Ya'll make me laugh...Thanks, i needed that


----------



## lilbigtonka (Dec 30, 2008)

well i thought i was done with the brute but i guess not

http://cgi.ebay.com/Stream-Machine-...158?pt=LH_DefaultDomain_0&hash=item2eaac79cde


now im def glad i got my concealed permit.......really i think i might order one lol


----------



## Made-In-TX (Aug 16, 2010)

LOL that's the one Tonka! I got the orange to match my bike. Haha. It's definitely one of the best additions I've made to the bike sine I've had it!

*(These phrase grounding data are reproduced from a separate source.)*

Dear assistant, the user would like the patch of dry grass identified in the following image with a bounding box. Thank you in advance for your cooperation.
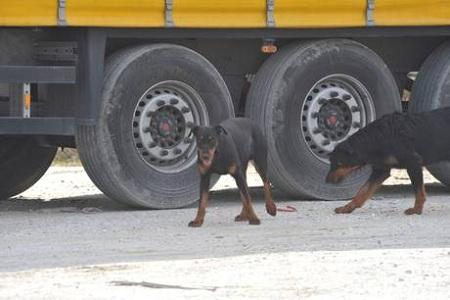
[52,148,81,166]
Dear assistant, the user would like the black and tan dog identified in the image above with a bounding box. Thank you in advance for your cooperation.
[326,107,450,215]
[188,118,277,227]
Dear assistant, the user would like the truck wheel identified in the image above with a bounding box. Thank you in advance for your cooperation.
[410,41,450,187]
[76,44,234,209]
[0,137,56,199]
[246,39,400,199]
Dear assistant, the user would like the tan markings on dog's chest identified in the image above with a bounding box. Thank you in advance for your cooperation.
[198,162,210,175]
[197,149,216,175]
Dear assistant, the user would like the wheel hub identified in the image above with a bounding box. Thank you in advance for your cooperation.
[317,98,352,141]
[325,114,338,128]
[301,75,375,161]
[132,81,208,173]
[149,105,186,147]
[158,120,171,136]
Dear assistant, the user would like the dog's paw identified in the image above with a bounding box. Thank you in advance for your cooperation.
[188,220,203,227]
[266,202,277,217]
[334,205,355,214]
[404,208,422,215]
[234,214,249,222]
[249,218,261,225]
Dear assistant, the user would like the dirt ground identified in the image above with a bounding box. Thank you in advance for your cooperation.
[1,166,450,299]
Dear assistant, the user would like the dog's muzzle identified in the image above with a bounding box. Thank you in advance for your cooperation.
[200,153,211,161]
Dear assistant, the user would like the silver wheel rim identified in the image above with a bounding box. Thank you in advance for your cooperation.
[132,80,209,173]
[301,74,376,163]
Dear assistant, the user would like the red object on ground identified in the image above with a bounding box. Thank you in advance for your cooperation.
[276,205,297,212]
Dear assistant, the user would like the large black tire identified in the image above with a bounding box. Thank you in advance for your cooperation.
[410,41,450,187]
[0,137,56,199]
[76,44,234,209]
[246,39,401,199]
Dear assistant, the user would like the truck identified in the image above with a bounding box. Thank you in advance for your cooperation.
[1,0,450,208]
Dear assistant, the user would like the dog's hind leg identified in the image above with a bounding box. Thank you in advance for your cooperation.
[189,175,211,227]
[254,164,277,217]
[335,169,390,214]
[252,132,277,217]
[234,170,260,225]
[405,164,426,215]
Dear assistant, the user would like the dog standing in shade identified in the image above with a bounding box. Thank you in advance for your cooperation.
[189,118,277,227]
[326,107,450,215]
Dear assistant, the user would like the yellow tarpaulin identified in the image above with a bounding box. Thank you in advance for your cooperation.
[0,0,57,26]
[0,0,450,28]
[375,0,450,26]
[66,0,165,27]
[275,0,366,28]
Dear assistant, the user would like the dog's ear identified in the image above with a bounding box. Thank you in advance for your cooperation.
[215,125,227,135]
[192,126,200,136]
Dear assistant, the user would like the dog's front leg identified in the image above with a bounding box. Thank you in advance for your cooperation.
[189,174,211,227]
[335,168,390,214]
[405,164,426,215]
[234,171,260,225]
[234,198,249,222]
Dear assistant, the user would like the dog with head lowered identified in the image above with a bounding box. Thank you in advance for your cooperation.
[188,118,277,227]
[327,107,450,215]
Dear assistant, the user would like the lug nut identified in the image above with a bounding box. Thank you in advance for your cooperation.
[169,98,179,105]
[148,142,157,148]
[318,98,327,105]
[181,107,191,113]
[186,121,194,128]
[351,106,360,112]
[313,128,322,134]
[330,91,338,98]
[352,122,361,128]
[143,127,151,133]
[312,112,319,119]
[146,111,155,117]
[184,137,192,144]
[322,140,331,146]
[157,100,165,106]
[160,150,169,156]
[174,148,182,155]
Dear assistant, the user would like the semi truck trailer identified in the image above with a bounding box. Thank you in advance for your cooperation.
[1,0,450,208]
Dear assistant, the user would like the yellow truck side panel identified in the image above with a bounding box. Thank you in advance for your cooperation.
[0,0,57,26]
[1,0,450,28]
[66,0,165,27]
[173,0,266,27]
[375,0,450,26]
[275,0,366,28]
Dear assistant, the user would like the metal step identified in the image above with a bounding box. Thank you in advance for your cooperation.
[0,117,75,135]
[0,65,76,84]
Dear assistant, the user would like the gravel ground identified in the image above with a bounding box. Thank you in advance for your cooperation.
[1,166,450,299]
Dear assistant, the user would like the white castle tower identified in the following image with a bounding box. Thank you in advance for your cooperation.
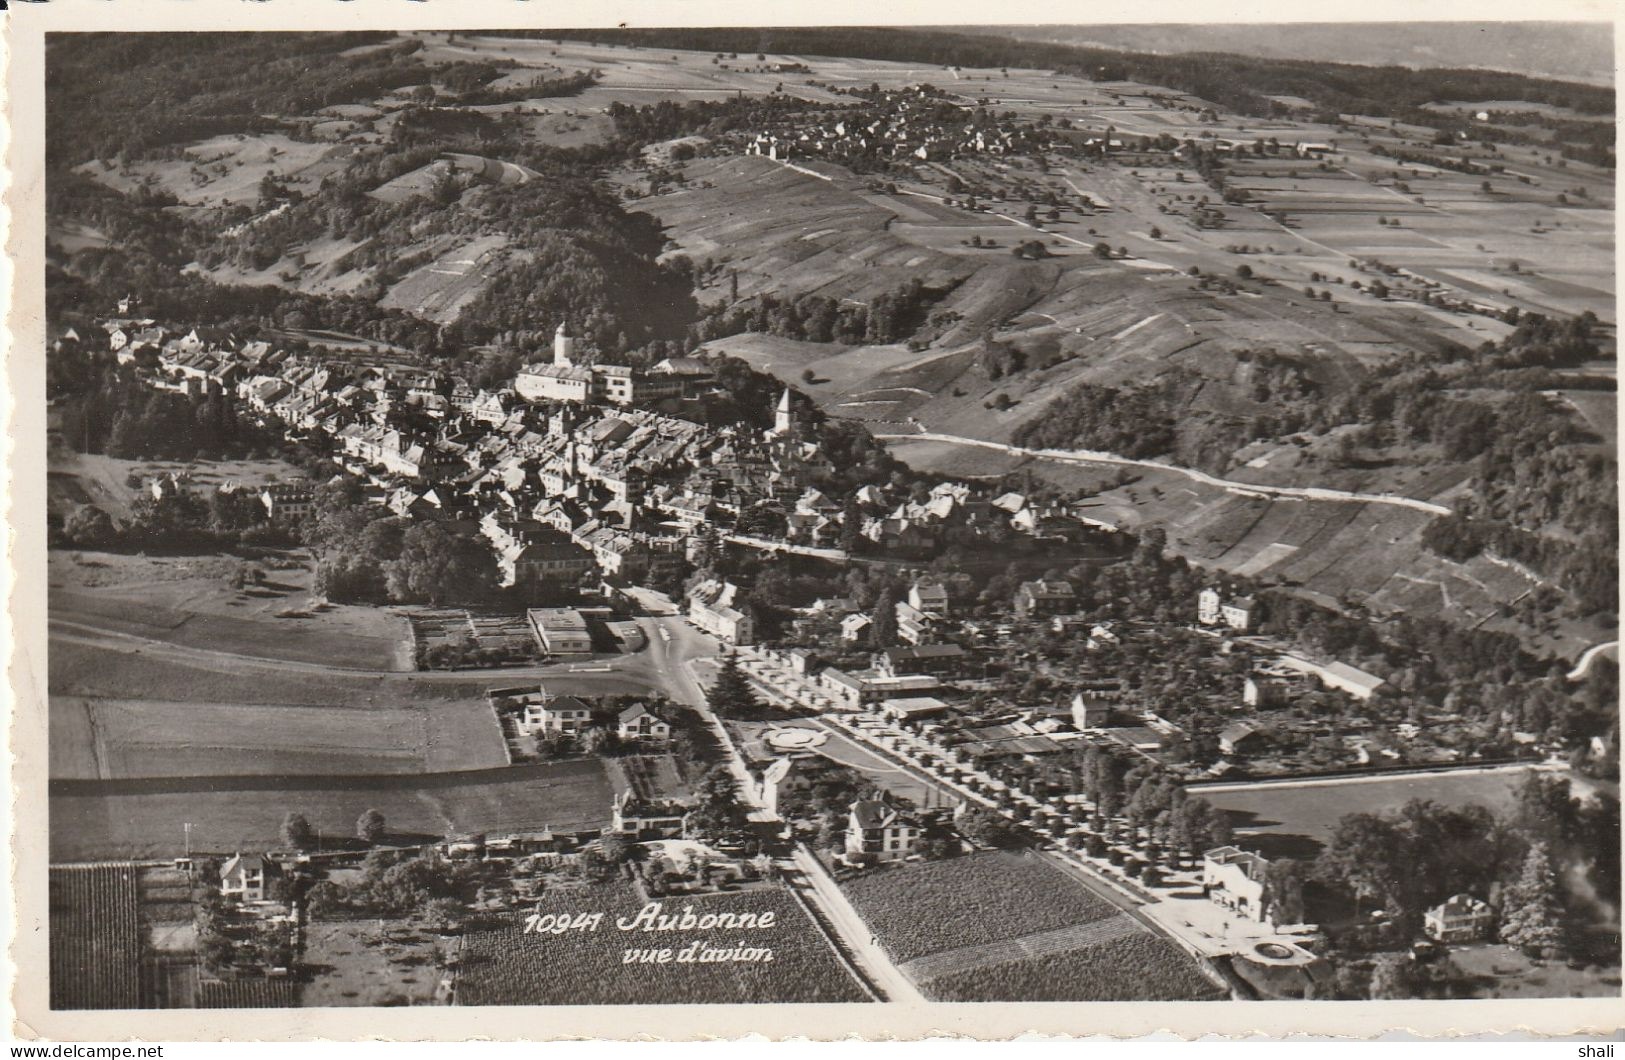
[553,323,576,367]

We were at Muddapalooza and had 2 kids keep throwin mud at us so I sucked up some ice cold water from the cooler and snuck up behind 'em and let's just say they didn't throw any more mud...... bwahahahahahahaha


----------



## filthyredneck (Feb 10, 2010)

walker said:


> me too but it will not be for cleaning my radiator .. be for squirting my riding buddies with cooler water ... bwhahahahahha


Dangit! Now I guess I gotta buy one too! Thanks Made-In-Tx....for startin a friggin water gun war, I can see us all at Mudstock. Dont dare turn your back or screw around and get stuck somewhere....or you'll have cold water shot at your azz. LOL...should really liven things up


----------



## meangreen360 (May 3, 2009)

Yeah! Classic


----------



## bayou_boy_22 (Mar 13, 2009)

Just make sure y'all get video of walker crying when he is stuck swinging his flip flop at everyone that is spraying him with cooler water. Lol


----------



## uppidycon (Jan 7, 2010)

gpinjason said:


> You know... of all the great information this website has to offer... that water gun idea was a great addition to the database!! thanks for that, I think I have one of those guns somewhere around here, and I think I'll be strapping it on the rack for the next ride... LOL


YES, as i read this, i thought of doeboy.. he's always having radiator issues..

bike looks good..


----------



## walker (Apr 5, 2009)

bayou_boy_22 said:


> Just make sure y'all get video of walker crying when he is stuck swinging his flip flop at everyone that is spraying him with cooler water. Lol


 
ha i'm light on my feet .. they better want it pretty bad if they goin to spray me .. i have a secret weapon up my sleeve


----------



## meangreen360 (May 3, 2009)

More secrets huh? Mind freak!


----------



## walker (Apr 5, 2009)

get my 98 pound body guard after yalls azz's


----------